Его жена Маша тоже была «бабой хоть куда». Держала хозяйство, свиней, кур, даже корову, был свой огород. Воспитала четверых детей, хотя беременна была едва ли не десять раз. У нее был хороший голос и на всех застольях неизменно выступала в качестве главной запевалы, знала чуть ли не все народные песни наизусть. «Пока…» Тут опять мой собеседник съехал с проторенной колеи рассказа и резко перескочил на их детей.

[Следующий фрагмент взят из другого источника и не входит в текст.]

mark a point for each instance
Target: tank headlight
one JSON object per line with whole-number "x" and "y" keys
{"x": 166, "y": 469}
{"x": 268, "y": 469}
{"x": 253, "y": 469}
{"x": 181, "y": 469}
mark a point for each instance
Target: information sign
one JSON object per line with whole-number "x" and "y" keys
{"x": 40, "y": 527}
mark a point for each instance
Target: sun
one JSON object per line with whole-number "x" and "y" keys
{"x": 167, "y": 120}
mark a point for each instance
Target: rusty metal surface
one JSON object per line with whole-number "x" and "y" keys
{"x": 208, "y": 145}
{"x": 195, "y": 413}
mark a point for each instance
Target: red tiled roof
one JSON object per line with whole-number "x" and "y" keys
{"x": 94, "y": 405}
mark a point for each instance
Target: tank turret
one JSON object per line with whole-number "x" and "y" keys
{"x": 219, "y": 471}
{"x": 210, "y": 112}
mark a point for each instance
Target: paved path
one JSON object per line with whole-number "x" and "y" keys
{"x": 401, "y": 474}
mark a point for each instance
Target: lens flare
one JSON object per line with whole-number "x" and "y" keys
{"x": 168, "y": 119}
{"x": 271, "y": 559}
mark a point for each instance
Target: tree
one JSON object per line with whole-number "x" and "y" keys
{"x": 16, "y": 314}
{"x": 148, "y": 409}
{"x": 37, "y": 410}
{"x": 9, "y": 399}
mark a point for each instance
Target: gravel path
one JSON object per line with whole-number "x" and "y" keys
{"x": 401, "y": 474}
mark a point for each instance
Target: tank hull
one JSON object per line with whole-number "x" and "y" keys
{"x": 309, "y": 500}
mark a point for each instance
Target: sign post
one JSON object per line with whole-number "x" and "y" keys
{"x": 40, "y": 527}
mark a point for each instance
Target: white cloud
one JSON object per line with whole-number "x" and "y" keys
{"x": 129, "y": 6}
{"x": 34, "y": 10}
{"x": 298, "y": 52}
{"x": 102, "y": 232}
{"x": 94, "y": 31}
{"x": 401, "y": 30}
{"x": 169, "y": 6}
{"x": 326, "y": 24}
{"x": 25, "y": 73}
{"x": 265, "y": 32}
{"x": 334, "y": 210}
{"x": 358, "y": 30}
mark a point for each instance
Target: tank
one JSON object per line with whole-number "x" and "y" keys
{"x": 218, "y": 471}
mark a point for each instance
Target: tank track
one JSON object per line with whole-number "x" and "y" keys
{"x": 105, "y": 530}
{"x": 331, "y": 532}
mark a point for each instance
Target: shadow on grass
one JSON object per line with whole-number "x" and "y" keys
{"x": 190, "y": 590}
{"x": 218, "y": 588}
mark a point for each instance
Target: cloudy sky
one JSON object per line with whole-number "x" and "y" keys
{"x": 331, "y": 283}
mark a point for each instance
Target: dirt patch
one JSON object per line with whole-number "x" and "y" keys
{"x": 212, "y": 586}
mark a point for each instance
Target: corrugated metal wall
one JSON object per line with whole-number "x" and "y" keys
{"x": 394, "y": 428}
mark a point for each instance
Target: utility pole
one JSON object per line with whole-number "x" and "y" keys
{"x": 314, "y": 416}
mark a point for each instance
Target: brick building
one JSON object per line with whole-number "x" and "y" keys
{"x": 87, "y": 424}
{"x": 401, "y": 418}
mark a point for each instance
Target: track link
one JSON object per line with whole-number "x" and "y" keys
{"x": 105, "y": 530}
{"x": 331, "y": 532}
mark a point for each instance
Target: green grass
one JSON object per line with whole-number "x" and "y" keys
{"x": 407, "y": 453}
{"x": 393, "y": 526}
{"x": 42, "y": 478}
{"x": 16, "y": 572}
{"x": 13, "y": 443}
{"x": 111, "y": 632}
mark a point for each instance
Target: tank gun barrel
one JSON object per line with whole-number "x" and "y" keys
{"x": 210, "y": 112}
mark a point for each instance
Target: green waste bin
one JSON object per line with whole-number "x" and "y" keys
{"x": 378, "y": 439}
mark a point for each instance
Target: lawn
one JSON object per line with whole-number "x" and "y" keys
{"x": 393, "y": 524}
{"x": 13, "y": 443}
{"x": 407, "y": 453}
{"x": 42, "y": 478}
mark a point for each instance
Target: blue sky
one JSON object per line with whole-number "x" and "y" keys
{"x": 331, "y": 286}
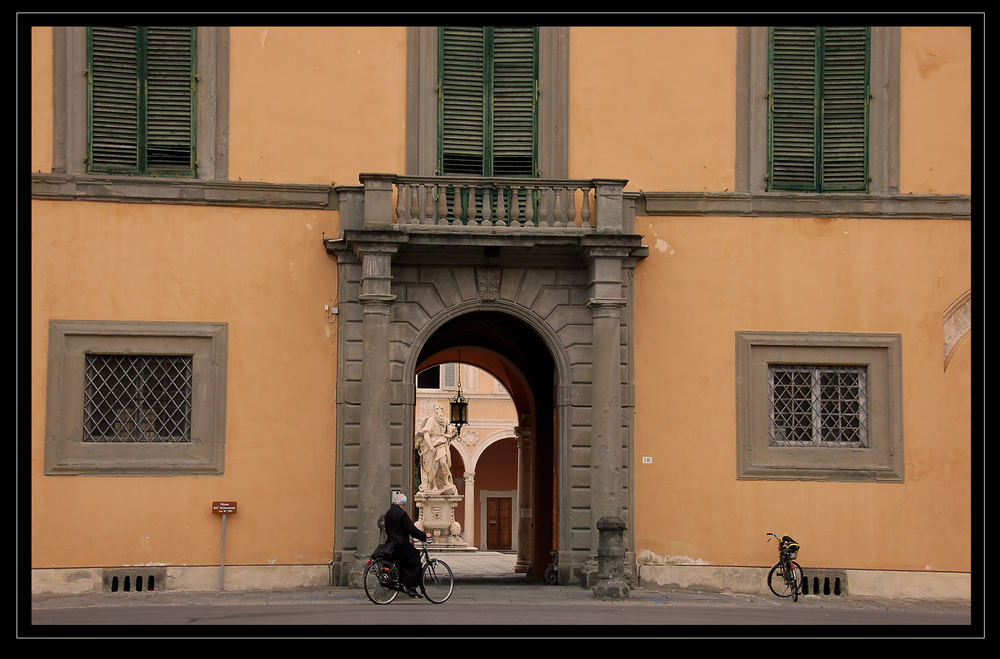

Двое старших – сыновья – Владимир и Илья. Оба высокие, статные, широкоплечие брюнеты, отличавшиеся только тем, что у второго волосы были курчавыми и носил он длинные усы. Оба также работали на заводе. Первый успел жениться и родить дочь, «пока…» Опять проклятое «пока»! Выпить они, конечно же, любили, но не так, чтобы очень. Вообще были дружные, хорошие ребята. На свадьбе обоих гулял весь «Тупик».
Третьей была дочь – Зоя. О ней дед говорил мало, так как слабо ее знал. Родилась она последней.
Тут меня разобрало уже нешуточное нетерпение. Последней? А как же Светлана?!
Я задал вопрос напрямик, удерживая заветную бутылку – единственный рычаг, каким я мог повлиять на расслабленную волю старика – в своей руке. Он намек понял и стал разговорчивее, за что получил еще полстакана.
Осушив его и старательно закусив, он некоторое время молчал, вертя в своих морщинистых пальцах граненый стакан, что-то в нем постоянно высматривая, не торопясь закурил и тяжело вздохнул.
– Уж не знаю я, ей-богу, что сказать тебе, сынок… – начал мяться он. – Вижу я, копия ты Светки-белобрысой. Просто копия… Знаю, был у нее мальчонка, от москвича, приезжего, знаю…
– Знаешь – так говори – не тяни! – нетерпеливо оборвал я. – Неужели умерла?